Mitchell has been heavily involved with The Memory Loss Education Project, a study that assessed early memory loss in older adults with a goal of understanding the role of social and marital support as potential protective factors. Mitchell began this study as a volunteer for a community service project aimed at educating senior citizens about early signs of memory loss. She quickly became an EXCEL participant, gathering and organizing data and studying the results.

Mitchell and Bookwala are preparing to report their findings from the project in November as panel members at the Gerontological Society of America’s Annual Symposium. Bookwala says that some of the biggest names in aging-related research will be at the symposium and that Mitchell is up for the challenge of presenting this research.

“Melissa is a very good scholar; she takes the initiative and hits the ground running,” says Bookwala. “She has played a very active role and my research is in such good shape because of her.”

Mitchell has also been looking at how childlessness affects older adults. Researchers administered neuro-psychological tasks to participants of this study to assess their depression, scored them on their answers using a geriatric depression scale, and ran an analysis on the results. Mitchell and Bookwala will present a paper at the Gerontological Society of America’s Annual Symposium that looks at the long-term impact that the presence or absence of children has on depression.

“It’s an interesting set of findings,” says Bookwala. “There doesn’t seem to be a difference in marital quality, but without children, older adults are far more depressed.”

The last of Mitchell’s EXCEL projects is a study on marital quality and health in late adulthood. Bookwala believes that people who are married enjoy better health in adulthood than those who are unmarried. Last semester, Mitchell and Bookwala conducted interviews in attempts to confirm this hypothesis. They hope to submit their findings at the American Psychological Association symposium next summer in San Diego.

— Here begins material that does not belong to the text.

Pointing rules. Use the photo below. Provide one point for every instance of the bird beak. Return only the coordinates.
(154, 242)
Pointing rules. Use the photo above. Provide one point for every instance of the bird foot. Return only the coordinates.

“More interviews need to be conducted, but in the meantime I am working on organizing the completed interviews, entering them into our database, and analyzing trends with Professor Bookwala,” says Mitchell. “The interviews consisted of questions on marital quality as well as subjects like health, religion, and depression.”

“Lafayette provides the ideal resources and atmosphere for this project,” says Mitchell. “We have our own research space in Oechsle Hall where we can enter our data into two computers at once, and perform more phone interviews from our own personal line.”

Mitchell is a member of Phi Beta Kappa, tour guide, sister in Alpha Phi sorority, and on the executive board of Student Alumni Association. Over the summer, she interned in the Office of Institutional Advancement at Thomas Jefferson University in Philadelphia.